In N. crassa, carotenoid biosynthesis is negatively regulated by VVD, a photoreceptor that counteracts the activity of the light-induced White Collar complex, a process known as photoadaptation. Consequently, the mutants of the vvd gene of this fungus produce more carotenoid under light than the wild type. As found for cryD, the expression of the vvd orthologous gene of F. fujikuroi, vvdA, is induced by light through the activity of the WcoA photoreceptor. In contrast to the N. crassa vvd mutants, the ?vvdA mutants of F. fujikuroi accumulate less carotenoids than the wild type, but the transcription pattern of the carotenoid genes is not affected. These results indicate that in F. fujikuroi VvdA does not mediate the photoadapation of carotenogenesis. However our phenotypic studies revealed that VvdA is also involved in development, with noticeable effects of its mutation on conidiation and mycelia organization.
Finally, this Thesis has studied the roles of the investigated photoreceptors in the induction kinetics of carotenoid biosynthesis upon illumination of dark-grown mycelia. We found that the induction of carotenogenesis of wild type F. fujikuroi is achieved in two steps, a fast one lasting up to 6 hours, and a slower second one starting after 12 hours. The mutant phenotypes show that the rapid initial activation (1st step) is transcriptionally achieved by the WcoA photoreceptor, which exhibits a high light sensitivity, while the slower delayed activation (2nd step), possibly pot-transcriptional, is mediated by the CryD photoreceptor, which exhibits a low light sensitivity.
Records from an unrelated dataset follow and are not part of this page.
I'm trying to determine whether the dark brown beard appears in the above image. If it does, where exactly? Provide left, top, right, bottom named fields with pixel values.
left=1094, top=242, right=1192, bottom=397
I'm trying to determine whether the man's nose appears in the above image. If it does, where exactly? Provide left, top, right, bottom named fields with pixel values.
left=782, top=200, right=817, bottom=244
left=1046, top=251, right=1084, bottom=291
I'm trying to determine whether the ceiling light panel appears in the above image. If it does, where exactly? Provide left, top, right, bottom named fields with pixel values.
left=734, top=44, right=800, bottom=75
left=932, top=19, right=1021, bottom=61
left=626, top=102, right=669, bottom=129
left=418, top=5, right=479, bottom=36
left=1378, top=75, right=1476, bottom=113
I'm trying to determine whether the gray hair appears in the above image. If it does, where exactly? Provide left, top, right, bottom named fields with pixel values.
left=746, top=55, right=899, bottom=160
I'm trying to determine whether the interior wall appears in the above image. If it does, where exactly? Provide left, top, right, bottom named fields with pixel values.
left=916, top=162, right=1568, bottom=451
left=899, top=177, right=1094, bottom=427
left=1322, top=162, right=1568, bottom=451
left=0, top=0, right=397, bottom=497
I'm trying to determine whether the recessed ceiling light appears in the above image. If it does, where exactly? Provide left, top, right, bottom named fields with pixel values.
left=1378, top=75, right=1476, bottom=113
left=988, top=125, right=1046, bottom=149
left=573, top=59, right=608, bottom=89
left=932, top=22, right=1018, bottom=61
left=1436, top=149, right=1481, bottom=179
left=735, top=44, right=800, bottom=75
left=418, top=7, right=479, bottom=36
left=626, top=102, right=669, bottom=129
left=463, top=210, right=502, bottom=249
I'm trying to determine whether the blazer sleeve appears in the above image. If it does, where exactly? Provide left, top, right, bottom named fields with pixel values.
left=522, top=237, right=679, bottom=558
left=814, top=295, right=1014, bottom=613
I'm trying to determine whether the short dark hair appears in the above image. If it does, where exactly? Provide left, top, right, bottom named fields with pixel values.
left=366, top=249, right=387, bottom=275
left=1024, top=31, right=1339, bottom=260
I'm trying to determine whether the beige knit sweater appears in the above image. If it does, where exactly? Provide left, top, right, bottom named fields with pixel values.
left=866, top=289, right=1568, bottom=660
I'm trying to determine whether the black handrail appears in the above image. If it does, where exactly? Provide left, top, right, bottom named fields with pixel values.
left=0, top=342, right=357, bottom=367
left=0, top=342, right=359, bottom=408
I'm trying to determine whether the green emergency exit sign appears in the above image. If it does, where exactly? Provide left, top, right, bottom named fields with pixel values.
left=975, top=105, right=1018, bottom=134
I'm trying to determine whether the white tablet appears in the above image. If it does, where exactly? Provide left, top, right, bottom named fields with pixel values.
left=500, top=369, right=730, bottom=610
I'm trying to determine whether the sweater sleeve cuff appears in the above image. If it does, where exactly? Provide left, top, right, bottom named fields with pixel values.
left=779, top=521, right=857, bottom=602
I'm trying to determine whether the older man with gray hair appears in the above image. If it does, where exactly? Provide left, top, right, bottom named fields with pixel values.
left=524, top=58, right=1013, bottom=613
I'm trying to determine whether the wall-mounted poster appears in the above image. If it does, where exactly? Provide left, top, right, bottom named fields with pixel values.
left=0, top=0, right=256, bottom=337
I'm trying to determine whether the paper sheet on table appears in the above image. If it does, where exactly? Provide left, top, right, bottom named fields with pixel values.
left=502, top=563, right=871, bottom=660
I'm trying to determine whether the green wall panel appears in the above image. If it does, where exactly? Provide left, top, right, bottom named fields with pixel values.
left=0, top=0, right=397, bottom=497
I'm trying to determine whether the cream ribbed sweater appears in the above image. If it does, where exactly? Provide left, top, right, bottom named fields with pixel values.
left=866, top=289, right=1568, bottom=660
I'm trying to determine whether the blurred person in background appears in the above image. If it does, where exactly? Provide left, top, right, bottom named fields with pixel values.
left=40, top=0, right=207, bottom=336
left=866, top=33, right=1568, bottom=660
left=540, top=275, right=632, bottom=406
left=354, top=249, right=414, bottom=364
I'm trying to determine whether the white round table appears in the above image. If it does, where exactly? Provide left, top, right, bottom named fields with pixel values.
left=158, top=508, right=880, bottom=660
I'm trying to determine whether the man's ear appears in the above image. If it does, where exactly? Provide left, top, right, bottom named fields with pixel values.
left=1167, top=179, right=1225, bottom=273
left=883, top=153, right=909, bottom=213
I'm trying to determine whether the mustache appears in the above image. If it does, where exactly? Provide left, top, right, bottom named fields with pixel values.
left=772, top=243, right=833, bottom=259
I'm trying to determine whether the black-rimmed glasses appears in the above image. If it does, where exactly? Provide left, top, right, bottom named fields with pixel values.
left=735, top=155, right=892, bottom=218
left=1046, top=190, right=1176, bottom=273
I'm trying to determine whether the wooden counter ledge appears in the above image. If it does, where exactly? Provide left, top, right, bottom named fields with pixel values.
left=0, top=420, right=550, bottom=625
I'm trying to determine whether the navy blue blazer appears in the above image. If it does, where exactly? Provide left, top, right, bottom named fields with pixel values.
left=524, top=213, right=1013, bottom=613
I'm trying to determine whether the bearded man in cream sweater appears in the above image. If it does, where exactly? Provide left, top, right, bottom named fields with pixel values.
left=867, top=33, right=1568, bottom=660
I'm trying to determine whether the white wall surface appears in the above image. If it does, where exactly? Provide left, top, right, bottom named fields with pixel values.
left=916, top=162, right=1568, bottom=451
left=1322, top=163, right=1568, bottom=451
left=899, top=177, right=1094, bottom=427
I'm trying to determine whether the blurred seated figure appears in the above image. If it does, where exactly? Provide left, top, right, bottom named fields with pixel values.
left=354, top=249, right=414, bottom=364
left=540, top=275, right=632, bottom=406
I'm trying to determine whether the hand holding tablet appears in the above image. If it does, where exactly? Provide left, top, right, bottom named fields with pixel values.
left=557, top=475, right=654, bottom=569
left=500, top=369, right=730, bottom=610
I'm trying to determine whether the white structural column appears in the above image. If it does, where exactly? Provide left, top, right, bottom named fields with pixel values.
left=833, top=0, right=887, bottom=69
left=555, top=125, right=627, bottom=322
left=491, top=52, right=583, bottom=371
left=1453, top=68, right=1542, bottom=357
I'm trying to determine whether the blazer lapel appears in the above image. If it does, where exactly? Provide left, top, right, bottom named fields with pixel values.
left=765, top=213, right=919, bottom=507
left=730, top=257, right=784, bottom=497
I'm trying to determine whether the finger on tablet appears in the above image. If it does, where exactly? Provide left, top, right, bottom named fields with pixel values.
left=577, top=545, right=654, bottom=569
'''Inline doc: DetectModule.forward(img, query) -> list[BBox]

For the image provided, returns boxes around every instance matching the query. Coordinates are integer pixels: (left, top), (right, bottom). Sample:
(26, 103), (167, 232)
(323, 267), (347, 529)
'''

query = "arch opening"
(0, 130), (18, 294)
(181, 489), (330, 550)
Both steps are separated by a pause of several hours. Finally, VvdA plays a modulating role, achieving a negative regulation on WcoA in the first stage and a positive regulation on CryD in the second stage. Further analyses of WcoA revealed that it regulates the synthesis of carotenoids in the dark, as already found for bikaverin biosynthesis, a function achieved at transcription level.
In summary, we have determined that the F. fujikuroi photoreceptors CryD and VvdA play coordinated roles with WcoA in the photoregulation of carotenoid biosynthesis, and additionally they play light-dependent regulatory functions in different developmental processes. On the other hand, WcoA plays a central role in the regulation of carotenoid biosynthesis, since it is required for the expression of the structural genes in the dark, and for their photoinduction in the first hours of light; additionally WcoA controls the expression of the photoreceptor genes cryD and vvdA.